Workloads #

As for now BenchPilot only supports the following containerized workloads:

Name	Description	Specific Configuration Parameters
marketing-campaign	A streaming distributed workload that features an application as a data processing pipeline with multiple and diverse steps that emulate insight extraction from marketing campaigns. The workload utilizes technologies such as Kafka and Redis.	campaigns, which is the number of campaigns, the default number is 1000. tuples_per_second, the number of emitted tuples per second, the default is 10000. kafka_event_count, the number of generated and published events on kafka, the default is 1000000. maximize_data, this attribute is used to automatically maximize the data that are critically affecting the workload’s performance, the input that the user can put is in the format of x10, x100, etc.
mlperf	An inference workload, that includes tasks such as image classification and object recognition.	dataset_folder, which is the dataset folder, the one we have been using for our experiments is the imagenet2012, model_file, the model file that the mlperf will use for inferencing the images, for e.g. resnet50_v1.pb profile, the mlperf’s profile, e.g. resnet50-tf data_volume_path, the path that will be used to volume the data from, this is done as to not avoid creating huge workload images, and due to having easier configuration
db	A nosql database workload that keeps executing CRUD operations (Create, Read, Update and Delete).	db, the database that will be used as the underlying once, for now, only mongodb is supported. threads, the number of threads to be used for executing the operations. The default number of threads is 1. record_count, the number of records that will be loaded as a starting dataset into the database. The default number is 2500000. operation_count, the number of operations that will be executed during the workload - this can affect the time that the experiment will need to finish. The default number is 2500000. read_proportion, this is a float number, that represents that percentage of read operations to be executed during the benchmark, the default is 0.5 update_proportion, this is a float number, that represents that percentage of update operations to be executed during the benchmark, the default is 0.5 scan_proportion, the percentage of read operations to be executed during the experiment. The default is 0. insert_proportion, the proportion of insert operations to be executed. The default is 0. request_distribution, the distribution of the pattern of data access. The default is zipfian.
simple	This workload represents simple stressors that target a specific resource to stress. Underneath uses the linux command stress or IPerf3.	service, which can be either iperf3 or stress options, here you need to define the options as you would insert them while using the iperf3 or stress command. For e.g. for iperf3, the options should be “-c” to set the client’s ip, or “-s” for the server ip, and “-p” for setting the targeted port. In case, of selecting stress, the options could be for example “–vm”: “12”, and “–vm-bytes”: “1024M”.

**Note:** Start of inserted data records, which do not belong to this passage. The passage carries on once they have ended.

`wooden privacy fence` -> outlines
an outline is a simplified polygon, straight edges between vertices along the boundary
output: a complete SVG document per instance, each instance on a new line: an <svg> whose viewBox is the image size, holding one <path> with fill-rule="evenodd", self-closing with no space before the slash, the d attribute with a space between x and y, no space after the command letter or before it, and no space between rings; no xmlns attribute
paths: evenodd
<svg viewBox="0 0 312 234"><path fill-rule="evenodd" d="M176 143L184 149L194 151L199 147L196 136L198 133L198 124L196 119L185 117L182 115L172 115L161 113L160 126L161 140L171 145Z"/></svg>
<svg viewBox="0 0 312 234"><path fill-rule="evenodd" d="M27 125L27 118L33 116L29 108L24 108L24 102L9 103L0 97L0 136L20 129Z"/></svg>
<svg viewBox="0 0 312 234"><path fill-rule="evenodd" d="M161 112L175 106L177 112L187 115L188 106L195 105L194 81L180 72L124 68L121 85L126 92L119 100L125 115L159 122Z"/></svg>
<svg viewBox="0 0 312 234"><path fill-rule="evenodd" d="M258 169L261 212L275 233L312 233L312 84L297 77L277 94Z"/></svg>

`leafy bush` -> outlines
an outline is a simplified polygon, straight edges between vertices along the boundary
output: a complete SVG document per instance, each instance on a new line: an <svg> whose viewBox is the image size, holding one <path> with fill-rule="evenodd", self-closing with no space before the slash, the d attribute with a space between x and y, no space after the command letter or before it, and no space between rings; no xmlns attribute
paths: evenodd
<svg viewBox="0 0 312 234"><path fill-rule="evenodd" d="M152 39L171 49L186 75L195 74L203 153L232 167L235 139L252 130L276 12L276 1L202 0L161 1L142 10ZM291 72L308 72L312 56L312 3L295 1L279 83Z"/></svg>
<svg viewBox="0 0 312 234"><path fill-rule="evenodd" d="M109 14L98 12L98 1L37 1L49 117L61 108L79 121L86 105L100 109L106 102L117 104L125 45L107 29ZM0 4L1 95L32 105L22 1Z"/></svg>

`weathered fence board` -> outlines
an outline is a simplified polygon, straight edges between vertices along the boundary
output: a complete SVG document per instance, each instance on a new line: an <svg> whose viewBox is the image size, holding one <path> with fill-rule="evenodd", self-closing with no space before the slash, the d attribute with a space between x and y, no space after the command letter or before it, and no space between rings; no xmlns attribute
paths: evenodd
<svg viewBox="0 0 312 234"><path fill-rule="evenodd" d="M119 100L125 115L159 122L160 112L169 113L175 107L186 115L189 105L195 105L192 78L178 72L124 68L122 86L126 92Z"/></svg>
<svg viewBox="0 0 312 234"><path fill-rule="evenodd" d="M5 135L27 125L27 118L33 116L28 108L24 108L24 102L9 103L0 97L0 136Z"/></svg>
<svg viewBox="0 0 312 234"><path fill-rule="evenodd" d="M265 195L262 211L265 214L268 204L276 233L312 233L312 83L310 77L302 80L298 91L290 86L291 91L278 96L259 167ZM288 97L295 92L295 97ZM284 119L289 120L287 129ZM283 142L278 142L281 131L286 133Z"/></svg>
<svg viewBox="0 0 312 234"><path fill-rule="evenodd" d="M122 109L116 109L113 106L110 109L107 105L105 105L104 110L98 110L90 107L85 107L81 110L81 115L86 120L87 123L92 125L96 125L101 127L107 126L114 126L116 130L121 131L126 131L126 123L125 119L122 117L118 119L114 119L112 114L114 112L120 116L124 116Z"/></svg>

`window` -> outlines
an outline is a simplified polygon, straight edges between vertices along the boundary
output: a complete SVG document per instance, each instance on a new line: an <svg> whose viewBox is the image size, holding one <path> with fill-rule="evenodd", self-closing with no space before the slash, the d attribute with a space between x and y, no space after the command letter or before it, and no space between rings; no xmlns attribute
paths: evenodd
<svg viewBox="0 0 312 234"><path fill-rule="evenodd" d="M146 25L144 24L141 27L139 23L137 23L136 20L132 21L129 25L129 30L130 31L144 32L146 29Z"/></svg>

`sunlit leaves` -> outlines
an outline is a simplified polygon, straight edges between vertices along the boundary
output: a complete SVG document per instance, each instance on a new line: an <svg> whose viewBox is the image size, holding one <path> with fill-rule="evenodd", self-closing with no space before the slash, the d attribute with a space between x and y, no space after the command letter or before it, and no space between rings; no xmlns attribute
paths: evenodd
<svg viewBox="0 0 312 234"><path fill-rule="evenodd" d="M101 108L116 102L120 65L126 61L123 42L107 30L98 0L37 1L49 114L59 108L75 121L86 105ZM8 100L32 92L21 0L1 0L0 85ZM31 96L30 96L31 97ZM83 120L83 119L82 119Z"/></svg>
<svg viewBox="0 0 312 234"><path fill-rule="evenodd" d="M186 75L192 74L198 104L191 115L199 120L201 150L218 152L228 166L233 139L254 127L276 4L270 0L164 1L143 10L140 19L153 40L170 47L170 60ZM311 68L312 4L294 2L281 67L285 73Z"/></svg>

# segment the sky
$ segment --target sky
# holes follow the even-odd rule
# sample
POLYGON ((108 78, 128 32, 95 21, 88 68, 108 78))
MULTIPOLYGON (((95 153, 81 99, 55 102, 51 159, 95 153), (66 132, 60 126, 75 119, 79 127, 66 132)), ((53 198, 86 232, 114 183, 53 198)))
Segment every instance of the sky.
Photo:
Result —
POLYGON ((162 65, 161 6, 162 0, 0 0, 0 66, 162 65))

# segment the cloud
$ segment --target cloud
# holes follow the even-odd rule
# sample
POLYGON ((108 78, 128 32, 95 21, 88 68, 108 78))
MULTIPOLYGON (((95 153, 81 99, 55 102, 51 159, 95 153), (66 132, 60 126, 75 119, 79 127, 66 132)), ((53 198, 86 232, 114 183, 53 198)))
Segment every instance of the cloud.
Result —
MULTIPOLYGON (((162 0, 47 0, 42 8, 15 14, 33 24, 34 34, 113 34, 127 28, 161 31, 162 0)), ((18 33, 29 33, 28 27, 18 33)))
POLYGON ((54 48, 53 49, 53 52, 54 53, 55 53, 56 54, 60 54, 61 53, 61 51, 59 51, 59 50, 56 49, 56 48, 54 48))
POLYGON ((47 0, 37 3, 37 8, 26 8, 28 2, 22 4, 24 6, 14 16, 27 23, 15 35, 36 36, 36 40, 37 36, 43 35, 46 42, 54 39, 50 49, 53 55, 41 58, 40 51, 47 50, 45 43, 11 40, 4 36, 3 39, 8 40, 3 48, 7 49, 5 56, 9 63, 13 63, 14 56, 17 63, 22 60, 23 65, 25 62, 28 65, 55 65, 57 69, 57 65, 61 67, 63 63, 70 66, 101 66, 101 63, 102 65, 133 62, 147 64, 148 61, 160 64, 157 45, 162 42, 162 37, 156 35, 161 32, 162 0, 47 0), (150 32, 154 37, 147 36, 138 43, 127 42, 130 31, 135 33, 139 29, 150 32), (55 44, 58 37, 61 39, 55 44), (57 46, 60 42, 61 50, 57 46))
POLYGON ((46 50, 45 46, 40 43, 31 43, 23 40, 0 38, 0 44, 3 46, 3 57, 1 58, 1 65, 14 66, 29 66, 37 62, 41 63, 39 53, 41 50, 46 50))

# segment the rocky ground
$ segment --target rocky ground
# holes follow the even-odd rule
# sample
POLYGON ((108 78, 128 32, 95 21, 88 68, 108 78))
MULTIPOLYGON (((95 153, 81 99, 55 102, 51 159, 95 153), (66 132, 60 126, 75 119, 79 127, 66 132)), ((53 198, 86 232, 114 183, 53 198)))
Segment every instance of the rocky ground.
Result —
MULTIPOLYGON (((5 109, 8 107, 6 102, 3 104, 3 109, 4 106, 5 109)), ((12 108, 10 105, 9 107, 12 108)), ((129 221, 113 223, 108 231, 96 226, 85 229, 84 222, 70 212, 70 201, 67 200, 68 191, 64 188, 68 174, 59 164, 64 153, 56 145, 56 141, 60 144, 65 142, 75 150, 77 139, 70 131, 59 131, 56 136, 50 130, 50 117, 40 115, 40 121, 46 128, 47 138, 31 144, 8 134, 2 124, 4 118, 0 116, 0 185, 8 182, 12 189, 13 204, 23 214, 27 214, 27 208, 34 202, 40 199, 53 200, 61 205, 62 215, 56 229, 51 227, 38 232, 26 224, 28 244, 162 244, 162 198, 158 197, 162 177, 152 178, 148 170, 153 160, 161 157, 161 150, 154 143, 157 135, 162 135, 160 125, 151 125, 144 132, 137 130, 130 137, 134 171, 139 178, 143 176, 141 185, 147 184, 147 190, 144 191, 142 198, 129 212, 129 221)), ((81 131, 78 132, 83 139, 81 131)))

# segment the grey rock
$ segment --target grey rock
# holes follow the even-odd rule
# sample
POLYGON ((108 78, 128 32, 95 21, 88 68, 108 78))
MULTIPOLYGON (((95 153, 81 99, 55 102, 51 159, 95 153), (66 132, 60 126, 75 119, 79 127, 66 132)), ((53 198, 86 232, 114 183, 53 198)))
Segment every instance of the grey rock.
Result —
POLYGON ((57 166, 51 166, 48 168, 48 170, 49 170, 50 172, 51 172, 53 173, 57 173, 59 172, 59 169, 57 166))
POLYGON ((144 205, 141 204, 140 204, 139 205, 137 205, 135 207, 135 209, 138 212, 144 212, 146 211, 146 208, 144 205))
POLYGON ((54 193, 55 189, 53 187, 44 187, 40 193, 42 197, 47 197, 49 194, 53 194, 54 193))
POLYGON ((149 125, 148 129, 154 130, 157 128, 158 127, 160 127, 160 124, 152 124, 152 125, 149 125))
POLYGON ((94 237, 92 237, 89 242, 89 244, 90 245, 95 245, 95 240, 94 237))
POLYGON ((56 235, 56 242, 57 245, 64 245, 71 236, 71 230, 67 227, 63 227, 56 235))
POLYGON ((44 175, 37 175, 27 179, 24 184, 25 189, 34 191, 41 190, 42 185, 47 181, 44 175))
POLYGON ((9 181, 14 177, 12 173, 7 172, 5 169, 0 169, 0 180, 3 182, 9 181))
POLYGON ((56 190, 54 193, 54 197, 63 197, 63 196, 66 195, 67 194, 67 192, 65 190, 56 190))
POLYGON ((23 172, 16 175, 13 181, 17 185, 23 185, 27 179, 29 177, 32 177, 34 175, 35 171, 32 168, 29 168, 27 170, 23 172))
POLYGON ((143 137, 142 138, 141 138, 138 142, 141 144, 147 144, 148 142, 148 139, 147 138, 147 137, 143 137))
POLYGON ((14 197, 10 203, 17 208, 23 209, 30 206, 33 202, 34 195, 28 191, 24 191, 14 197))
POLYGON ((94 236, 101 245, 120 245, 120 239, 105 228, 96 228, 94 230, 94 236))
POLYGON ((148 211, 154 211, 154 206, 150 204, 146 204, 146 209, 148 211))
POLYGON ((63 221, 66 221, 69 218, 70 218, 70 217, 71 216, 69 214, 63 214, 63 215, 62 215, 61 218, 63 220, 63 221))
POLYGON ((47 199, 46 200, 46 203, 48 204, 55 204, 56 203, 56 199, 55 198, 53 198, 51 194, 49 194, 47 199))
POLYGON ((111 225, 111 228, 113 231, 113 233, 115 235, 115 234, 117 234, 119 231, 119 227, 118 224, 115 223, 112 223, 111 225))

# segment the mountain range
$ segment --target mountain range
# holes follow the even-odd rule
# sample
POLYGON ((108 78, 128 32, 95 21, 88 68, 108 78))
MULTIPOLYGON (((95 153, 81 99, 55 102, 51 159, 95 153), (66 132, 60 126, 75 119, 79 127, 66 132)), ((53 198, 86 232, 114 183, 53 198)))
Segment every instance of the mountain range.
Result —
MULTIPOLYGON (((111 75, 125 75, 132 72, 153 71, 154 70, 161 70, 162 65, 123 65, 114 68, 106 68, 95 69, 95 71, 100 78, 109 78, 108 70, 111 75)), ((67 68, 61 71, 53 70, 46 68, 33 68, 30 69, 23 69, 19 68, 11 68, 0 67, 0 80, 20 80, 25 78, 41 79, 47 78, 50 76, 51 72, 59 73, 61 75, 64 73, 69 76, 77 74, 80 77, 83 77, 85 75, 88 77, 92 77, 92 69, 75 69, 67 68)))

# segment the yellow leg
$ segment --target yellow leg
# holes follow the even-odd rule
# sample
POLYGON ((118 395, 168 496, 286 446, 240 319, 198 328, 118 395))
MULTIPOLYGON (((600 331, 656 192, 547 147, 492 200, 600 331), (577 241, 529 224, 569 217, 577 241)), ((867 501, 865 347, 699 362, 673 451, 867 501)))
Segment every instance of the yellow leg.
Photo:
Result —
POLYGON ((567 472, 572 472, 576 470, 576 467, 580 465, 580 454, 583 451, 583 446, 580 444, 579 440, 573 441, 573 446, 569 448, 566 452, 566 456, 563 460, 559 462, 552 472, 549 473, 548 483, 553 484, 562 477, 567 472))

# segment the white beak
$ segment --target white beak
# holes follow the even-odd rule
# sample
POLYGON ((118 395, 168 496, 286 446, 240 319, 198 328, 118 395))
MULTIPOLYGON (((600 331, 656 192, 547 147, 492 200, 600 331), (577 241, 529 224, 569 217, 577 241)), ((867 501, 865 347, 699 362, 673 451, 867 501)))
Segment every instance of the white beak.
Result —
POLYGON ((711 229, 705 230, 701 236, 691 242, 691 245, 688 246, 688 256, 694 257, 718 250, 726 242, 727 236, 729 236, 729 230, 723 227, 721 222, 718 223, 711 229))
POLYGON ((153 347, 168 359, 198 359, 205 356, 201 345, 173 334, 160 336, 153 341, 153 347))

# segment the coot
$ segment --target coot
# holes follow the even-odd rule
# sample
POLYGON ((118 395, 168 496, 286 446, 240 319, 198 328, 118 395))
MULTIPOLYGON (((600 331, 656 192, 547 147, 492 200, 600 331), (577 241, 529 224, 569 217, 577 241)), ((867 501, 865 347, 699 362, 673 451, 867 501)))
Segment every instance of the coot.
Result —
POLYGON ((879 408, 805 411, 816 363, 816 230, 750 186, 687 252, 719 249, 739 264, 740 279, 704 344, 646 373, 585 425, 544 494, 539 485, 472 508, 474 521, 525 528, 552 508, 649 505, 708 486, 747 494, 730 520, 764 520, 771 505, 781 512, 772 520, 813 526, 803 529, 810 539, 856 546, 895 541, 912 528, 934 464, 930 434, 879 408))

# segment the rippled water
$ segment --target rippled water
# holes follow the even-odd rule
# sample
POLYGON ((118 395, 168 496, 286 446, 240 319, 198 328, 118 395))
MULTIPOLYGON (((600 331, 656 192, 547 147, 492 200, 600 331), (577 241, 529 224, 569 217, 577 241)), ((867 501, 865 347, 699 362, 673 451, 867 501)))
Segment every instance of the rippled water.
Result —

It’s important to note that BenchPilot can be easily extended to add new workloads.

For extending BenchPilot check this section out.

Detailed Workload Information #

Streaming Analytic Workload / Marketing-Campaign #

For this workload, we have employed the widely known Yahoo Streaming Benchmark, which is designed to simulate a data processing pipeline for extracting insights from marketing campaigns. the pipeline executed on the edge device includes steps such as receiving advertising traffic data, filtering the data, removing any unnecessary values, combining the data with existing information from a key-value store, and storing the final results. All data produced by a data generator is pushed and extracted through a message queue (Apache Kafka), while intermediate data and final results are stored in an in-memory database (Redis). This workload can be executed using any of the following distributed streaming processing engines: Apache Storm, Flink, Spark.

Collected Performance Metrics #

For evaluating the performance of this application, we extract the following measurements from the benchmarking log files:

Metric	Description
# of Tuples	The total number of tuples processed during execution
Latency	The total application latency, measured in ms, based on the statistics provided by the selected underlying processing engine for each deployed task

Distributed Processing Engine Parameters #

As mentioned, this workload can be executed using any of the following streaming distributed processing engines: Apache Storm, Flink or Spark.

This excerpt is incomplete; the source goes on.